Matthew Ben Mulligan (born January 18, 1985) is an American former professional football player who was a tight end in the National Football League (NFL). He played college football for the Maine Black Bears. Mulligan was signed by the Miami Dolphins as an undrafted free agent in 2008. He was also a member of the Tennessee Titans, New York Jets, St. Louis Rams, Green Bay Packers, New England Patriots, Chicago Bears, Arizona Cardinals, Buffalo Bills, and Detroit Lions. He currently serves as a volunteer strength and conditioning coach for the Maine Black Bears.

==Early life==
Mulligan lived in Enfield, Maine and attended high school at Penobscot Valley High School in Howland, Maine. After high school, he enrolled at Husson University. Despite never playing the sport in high school, Mulligan joined Husson's football team as a tight end and thrived, transferring to the University of Maine the following season.

==Professional career==

===Miami Dolphins===
Mulligan was signed by the Miami Dolphins as an undrafted free agent in 2008. He was released from the Dolphins on August 30 during final cuts. However, the Dolphins re-signed him to the practice squad the following day. Mulligan remained on the practice squad until his release on November 5.

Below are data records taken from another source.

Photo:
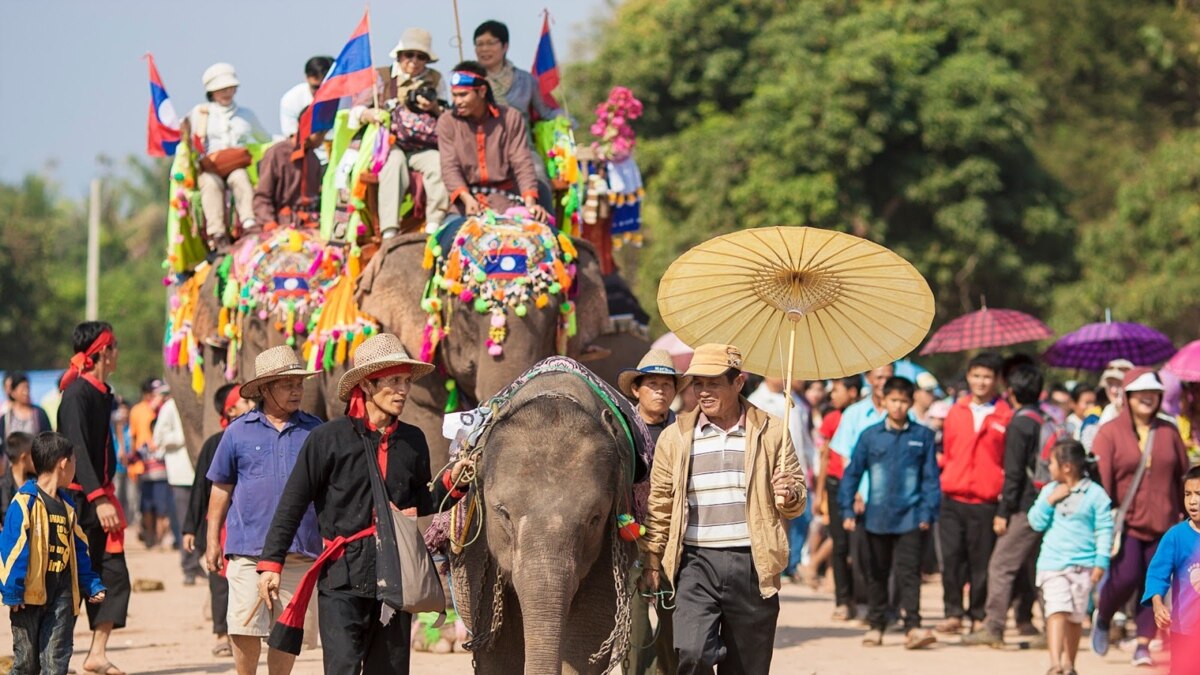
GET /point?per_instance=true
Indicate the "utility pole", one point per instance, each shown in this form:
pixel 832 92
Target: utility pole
pixel 93 306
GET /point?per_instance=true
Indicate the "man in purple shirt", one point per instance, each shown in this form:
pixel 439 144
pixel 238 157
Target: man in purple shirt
pixel 249 471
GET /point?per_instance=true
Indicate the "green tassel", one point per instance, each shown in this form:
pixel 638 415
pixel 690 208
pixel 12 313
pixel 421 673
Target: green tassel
pixel 453 398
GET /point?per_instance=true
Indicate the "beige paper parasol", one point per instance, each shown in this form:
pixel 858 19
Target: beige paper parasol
pixel 837 303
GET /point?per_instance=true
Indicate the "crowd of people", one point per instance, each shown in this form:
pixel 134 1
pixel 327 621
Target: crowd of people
pixel 467 137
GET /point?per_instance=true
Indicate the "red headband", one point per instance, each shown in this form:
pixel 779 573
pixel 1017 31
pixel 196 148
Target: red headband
pixel 83 360
pixel 358 405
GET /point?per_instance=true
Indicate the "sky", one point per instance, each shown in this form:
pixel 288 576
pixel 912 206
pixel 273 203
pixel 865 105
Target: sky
pixel 73 84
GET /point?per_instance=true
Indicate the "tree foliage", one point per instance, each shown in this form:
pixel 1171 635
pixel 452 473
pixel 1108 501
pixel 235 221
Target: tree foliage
pixel 909 123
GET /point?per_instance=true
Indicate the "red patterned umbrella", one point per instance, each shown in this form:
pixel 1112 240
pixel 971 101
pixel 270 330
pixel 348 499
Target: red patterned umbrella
pixel 987 328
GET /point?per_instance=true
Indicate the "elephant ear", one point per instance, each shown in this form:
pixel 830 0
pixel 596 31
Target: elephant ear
pixel 473 577
pixel 591 298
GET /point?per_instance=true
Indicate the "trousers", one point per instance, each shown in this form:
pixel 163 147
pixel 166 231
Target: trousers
pixel 42 639
pixel 354 640
pixel 899 554
pixel 967 539
pixel 394 184
pixel 1009 562
pixel 729 623
pixel 213 201
pixel 1126 578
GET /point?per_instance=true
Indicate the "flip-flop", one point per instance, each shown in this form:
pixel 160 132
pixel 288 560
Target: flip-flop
pixel 107 668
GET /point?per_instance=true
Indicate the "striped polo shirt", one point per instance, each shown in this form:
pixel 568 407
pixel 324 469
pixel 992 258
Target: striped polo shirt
pixel 717 487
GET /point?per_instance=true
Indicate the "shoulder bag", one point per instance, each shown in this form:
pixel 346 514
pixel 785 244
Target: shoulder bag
pixel 1121 513
pixel 407 579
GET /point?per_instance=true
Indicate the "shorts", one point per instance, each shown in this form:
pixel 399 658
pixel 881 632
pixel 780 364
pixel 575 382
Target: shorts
pixel 156 497
pixel 1066 591
pixel 243 578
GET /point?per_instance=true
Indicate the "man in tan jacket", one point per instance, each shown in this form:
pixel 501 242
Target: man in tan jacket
pixel 724 481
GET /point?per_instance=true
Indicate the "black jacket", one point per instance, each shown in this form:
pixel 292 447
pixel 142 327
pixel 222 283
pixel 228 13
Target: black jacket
pixel 85 419
pixel 331 473
pixel 1021 454
pixel 197 519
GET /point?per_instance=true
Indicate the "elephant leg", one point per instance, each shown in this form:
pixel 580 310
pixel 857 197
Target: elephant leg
pixel 507 655
pixel 592 616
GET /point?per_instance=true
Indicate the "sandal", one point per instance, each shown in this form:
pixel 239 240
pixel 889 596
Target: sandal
pixel 106 668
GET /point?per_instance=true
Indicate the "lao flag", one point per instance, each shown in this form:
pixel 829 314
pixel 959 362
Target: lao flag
pixel 352 75
pixel 545 67
pixel 162 126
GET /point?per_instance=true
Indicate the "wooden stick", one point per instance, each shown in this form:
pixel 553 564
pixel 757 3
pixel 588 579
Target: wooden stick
pixel 253 611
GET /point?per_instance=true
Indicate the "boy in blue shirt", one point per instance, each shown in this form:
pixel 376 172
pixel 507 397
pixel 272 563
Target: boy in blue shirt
pixel 1176 568
pixel 900 458
pixel 43 562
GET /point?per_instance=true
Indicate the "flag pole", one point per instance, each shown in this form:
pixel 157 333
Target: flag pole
pixel 457 29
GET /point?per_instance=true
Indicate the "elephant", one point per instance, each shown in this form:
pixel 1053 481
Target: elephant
pixel 544 585
pixel 390 291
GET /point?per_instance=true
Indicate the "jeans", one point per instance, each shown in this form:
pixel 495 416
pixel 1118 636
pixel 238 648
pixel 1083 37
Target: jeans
pixel 900 554
pixel 42 639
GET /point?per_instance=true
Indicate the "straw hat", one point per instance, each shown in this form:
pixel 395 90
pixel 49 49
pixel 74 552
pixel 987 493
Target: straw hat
pixel 712 360
pixel 655 362
pixel 220 76
pixel 375 354
pixel 274 364
pixel 415 40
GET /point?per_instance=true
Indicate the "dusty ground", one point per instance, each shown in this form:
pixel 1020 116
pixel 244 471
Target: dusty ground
pixel 168 634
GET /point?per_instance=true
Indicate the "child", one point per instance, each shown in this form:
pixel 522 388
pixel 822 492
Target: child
pixel 900 458
pixel 40 578
pixel 1077 518
pixel 21 466
pixel 1176 567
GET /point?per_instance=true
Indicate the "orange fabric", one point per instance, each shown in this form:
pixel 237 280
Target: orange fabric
pixel 142 417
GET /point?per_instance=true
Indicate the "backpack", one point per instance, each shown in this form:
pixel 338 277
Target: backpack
pixel 1048 437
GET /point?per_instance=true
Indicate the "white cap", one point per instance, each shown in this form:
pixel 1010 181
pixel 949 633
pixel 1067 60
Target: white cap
pixel 220 76
pixel 1145 382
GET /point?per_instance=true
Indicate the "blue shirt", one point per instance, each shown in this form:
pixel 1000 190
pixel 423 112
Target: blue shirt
pixel 1078 530
pixel 1176 567
pixel 257 459
pixel 903 466
pixel 855 419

===Tennessee Titans (first stint)===
Mulligan was signed to the practice squad of the Tennessee Titans on November 19, 2008. Following the season, he was re-signed to a future contract on January 12. The Titans waived him on September 4.

===New York Jets===
Mulligan was claimed off waivers by the New York Jets on September 6, 2009. He was waived on September 23. He was re-signed to the practice squad on September 24. He was promoted to the active roster on December 2.

===St. Louis Rams===
The St. Louis Rams signed Mulligan on March 26, 2012. After one season with the team, Mulligan was released on March 23, 2013.

===Green Bay Packers===
Mulligan was signed by the Green Bay Packers on April 9, 2013. On August 31, 2013, he was released by the Packers during final team cuts.

===New England Patriots===
On September 3, 2013, the New England Patriots signed Mulligan, but released him just two days later. The Patriots re-signed him on September 10. On September 29, 2013, he caught the last touchdown pass of Tom Brady's 52 straight games (two shy of the NFL record) with at least one passing touchdown.

===Chicago Bears===
On April 8, 2014, Mulligan was signed by the Chicago Bears to a one-year deal. On September 16, 2014, his contract was terminated by the Chicago Bears.

===Arizona Cardinals===
Mulligan signed with the Arizona Cardinals on November 18, 2014. He was released on December 5, 2014.

===Tennessee Titans (second stint)===
On December 16, 2014, Mulligan signed with the Titans.

===Buffalo Bills===
On June 18, 2015, Mulligan signed with the Buffalo Bills. On December 8, 2015, Mulligan was released by the Bills after Nick O'Leary was promoted from the practice squad.

===Detroit Lions===
On April 4, 2016, Mulligan signed a one-year contract with the Detroit Lions. On August 29, 2016, Mulligan was released by the Lions. He was re-signed by the Lions on November 1, 2016.